Co-organização com Associação Académica da Universidade do Algarve. Bar aberto.
Primeira (e fascinada) impressão: estamos perante um filme que se organiza como um programa de computador. Ou seja: entra-se na cabeça e sai-se da cabeça de John Malkovich como quem percorre um «link» que aproximaria o mundo tal como o conhecemos (ou julgamos conhecer) de um universo outro, gerido pelas regras de contiguidade da informática.

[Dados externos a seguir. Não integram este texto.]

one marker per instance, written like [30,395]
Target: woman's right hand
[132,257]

É, não há qualquer dúvida, uma experiência extrema — extremista, à sua maneira —sobre novas possibilidades de inventar e contar histórias. O mínimo que se pode dizer é que é também uma fabulosa iniciação a outros modos de ser espectador.
Talvez seja interessante insistir no facto de Spike Jonze ser um cineasta que vem do mundo dos telediscos (foi ele que fez, por exemplo, o magnífico «It’s Oh So Quiet», de Björk). Digamos que ele possui, dos telediscos, esse gosto pela colagem, não apenas de imagens muito diferentes, mas também de mundos estranhos entre si. Nessa medida, apetece dizer que «Queres Ser John Malkovich?» é um filme sobre a reconversão de todas as fronteiras — tudo se passa como se viajássemos entre os dados mais banais do quotidiano e os segredos mais íntimos de uma personalidade: e, entre uma e outra coisa, tudo é possível. Este é mesmo um cinema que podia ter como subtítulo: Tudo é possível.
Creio que uma das dimensões mais fascinantes deste filme (e também das mais perturbantes) decorre de um paradoxo muito calculado: é que a ambiência pode ser irrealista (de facto, não é todos os dias que alguém entra na cabeça de alguém), mas os dados de base são muito realistas. E o dado mais realista é, obviamente, John Malkovich a fazer de... John Malkovich. Nessa medida, este é também um filme sobre a sedução e a ilusão que podem estar associadas a um actor, em geral, e a uma estrela, em particular. Como se, agora, víssemos o interior do «star system» de Hollywood — literalmente, o interior: a máquina psicológica de ser uma estrela para si e para os outros.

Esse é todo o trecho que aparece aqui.